Tan is convinced that gymnastics training could see many people into old age in comfort – certainly, it isn’t unusual to see gymnasts in their 80s, still as strong as oxen. The world’s oldest competing gymnast – 91-year-old Johanna Quaas – still puts on an awe-inspiring show. In 2006, researchers in Finland studied 117 women with an average age of 62, over six years and found, perhaps predictably, that those who did recreational gymnastics maintained superior bone density, bone strength and muscular agility.

Most Forma classes are called Foundations, and start with a warm up, travelling around the studio in various increasingly taxing ways. Running with high knees and then heel flicks (pointing your toes up behind you as you prance).
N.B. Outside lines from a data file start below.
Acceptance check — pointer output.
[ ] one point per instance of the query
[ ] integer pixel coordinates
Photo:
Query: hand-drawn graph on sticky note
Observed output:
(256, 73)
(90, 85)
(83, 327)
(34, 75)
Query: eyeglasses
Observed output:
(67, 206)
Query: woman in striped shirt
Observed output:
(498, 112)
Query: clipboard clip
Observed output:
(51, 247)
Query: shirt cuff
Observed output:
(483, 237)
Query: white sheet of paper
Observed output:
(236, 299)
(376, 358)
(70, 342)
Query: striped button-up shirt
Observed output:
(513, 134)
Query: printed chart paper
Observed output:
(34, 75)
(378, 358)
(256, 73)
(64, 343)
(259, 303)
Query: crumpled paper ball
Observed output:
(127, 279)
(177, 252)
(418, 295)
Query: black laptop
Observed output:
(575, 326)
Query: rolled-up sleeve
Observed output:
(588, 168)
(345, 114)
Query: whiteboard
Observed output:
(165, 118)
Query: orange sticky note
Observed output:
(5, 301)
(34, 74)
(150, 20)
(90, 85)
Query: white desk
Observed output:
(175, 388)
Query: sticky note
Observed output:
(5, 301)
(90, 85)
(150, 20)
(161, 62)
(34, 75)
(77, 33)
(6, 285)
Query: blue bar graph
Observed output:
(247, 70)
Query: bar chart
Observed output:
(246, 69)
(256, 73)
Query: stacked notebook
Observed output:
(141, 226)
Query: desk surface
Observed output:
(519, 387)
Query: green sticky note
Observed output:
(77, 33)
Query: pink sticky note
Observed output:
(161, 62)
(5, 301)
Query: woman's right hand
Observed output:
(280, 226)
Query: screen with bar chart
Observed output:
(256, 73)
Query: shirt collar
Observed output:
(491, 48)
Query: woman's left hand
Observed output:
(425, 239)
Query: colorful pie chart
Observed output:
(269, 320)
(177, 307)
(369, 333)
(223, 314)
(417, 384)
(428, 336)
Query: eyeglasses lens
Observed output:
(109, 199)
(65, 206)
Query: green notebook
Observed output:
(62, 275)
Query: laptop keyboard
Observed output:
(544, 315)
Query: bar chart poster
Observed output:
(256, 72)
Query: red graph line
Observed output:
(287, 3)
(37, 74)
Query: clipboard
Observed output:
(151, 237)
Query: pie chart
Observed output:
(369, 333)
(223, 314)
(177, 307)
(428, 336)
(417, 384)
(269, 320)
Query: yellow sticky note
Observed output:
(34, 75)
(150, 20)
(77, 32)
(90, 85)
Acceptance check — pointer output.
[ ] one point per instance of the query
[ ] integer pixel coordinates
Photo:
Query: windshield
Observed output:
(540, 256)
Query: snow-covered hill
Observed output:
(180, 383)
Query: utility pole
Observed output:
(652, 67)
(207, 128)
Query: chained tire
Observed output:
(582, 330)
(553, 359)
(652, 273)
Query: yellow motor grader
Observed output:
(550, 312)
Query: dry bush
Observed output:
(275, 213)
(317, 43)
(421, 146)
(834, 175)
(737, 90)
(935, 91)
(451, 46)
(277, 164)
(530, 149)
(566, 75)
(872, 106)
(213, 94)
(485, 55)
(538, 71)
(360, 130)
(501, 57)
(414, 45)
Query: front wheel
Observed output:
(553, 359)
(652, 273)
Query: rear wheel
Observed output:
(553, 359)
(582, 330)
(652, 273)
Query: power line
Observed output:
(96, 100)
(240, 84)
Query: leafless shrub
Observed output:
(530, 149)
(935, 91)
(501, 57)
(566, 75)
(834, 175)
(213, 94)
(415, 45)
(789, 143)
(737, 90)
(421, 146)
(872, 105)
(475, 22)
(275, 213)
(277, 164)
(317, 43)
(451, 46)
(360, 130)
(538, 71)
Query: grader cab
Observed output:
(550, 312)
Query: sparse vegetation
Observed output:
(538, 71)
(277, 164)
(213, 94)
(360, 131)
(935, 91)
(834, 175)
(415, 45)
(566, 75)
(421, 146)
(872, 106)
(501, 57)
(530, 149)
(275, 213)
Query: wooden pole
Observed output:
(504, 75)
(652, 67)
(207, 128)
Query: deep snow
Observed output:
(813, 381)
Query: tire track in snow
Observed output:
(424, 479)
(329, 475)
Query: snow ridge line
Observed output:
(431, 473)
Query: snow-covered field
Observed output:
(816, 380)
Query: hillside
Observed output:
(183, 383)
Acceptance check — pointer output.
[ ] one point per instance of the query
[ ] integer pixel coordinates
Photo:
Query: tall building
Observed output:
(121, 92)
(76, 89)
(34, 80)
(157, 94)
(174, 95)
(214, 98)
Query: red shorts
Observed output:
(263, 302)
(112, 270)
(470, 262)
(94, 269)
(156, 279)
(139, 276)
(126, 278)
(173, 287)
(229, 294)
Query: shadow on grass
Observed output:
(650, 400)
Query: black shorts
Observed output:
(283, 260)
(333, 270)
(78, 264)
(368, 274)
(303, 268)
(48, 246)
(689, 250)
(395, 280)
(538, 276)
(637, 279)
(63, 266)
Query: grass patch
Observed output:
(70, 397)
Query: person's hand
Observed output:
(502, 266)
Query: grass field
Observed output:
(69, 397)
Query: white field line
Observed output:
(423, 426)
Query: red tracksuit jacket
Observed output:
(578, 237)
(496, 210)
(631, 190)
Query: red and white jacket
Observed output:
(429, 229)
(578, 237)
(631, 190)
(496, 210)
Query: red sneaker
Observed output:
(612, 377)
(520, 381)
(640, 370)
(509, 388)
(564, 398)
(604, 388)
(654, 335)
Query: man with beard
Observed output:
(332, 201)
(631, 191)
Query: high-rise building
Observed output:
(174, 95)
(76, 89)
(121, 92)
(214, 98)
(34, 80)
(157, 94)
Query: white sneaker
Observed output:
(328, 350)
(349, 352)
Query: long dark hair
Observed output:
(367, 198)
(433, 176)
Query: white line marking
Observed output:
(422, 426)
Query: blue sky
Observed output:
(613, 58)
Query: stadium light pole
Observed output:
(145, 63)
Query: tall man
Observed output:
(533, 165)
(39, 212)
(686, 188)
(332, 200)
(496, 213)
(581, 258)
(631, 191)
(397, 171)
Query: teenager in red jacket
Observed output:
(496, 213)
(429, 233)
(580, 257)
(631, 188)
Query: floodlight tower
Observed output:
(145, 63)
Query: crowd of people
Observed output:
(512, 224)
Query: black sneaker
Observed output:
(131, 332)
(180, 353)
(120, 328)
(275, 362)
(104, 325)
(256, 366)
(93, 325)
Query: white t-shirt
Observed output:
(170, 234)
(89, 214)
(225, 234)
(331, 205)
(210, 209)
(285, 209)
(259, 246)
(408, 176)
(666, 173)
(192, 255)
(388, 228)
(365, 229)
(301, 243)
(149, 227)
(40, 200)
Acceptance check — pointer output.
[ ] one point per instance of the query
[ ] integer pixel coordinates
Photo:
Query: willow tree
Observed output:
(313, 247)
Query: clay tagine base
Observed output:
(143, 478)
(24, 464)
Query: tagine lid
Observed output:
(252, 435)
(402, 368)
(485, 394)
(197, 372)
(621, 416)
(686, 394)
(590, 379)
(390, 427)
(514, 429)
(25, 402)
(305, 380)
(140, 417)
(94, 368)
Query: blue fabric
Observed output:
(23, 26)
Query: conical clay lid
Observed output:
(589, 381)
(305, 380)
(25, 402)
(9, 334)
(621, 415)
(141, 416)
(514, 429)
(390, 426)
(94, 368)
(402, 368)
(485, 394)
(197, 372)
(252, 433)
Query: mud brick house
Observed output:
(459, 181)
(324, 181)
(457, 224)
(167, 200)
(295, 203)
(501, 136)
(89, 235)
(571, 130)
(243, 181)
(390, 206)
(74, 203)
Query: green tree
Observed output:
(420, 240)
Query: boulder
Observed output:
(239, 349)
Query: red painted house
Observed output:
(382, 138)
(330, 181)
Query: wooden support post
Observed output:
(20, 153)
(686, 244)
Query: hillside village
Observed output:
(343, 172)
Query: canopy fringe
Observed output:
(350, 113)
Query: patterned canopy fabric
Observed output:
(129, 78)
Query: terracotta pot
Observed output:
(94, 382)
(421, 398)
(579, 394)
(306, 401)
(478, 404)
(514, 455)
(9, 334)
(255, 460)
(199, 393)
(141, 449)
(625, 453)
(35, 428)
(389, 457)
Side sashays next, various lunges and then crawling without your knees touching the ground, and stiff-leg bears come next – crawling with straight legs, made fun by the name. Then comes my nemesis: walking on hands and feet with your back facing the ground, but as straight as a table top. Taxing is not the word.

Warm up done, everyone finds a partner to start the fun stuff – though no two classes are the same. There might be strength-building planks on parallette bars, or a bridge while holding on to your partner’s ankles, who can then help you increase your back bend by lifting your waist a little higher for you. Then there are any number of no-messing core strengthening drills, before attempting something more adventurous on the rings or bars – working towards that flag (in my head, at least).

Specialist handstand and rings classes are run separately, but you need to have built strength in the Foundations classes first. Essentially, you’re training your body so you can get back on the climbing frame. “That’s the best thing about it,” says Tan. “You get to play like a kid again.”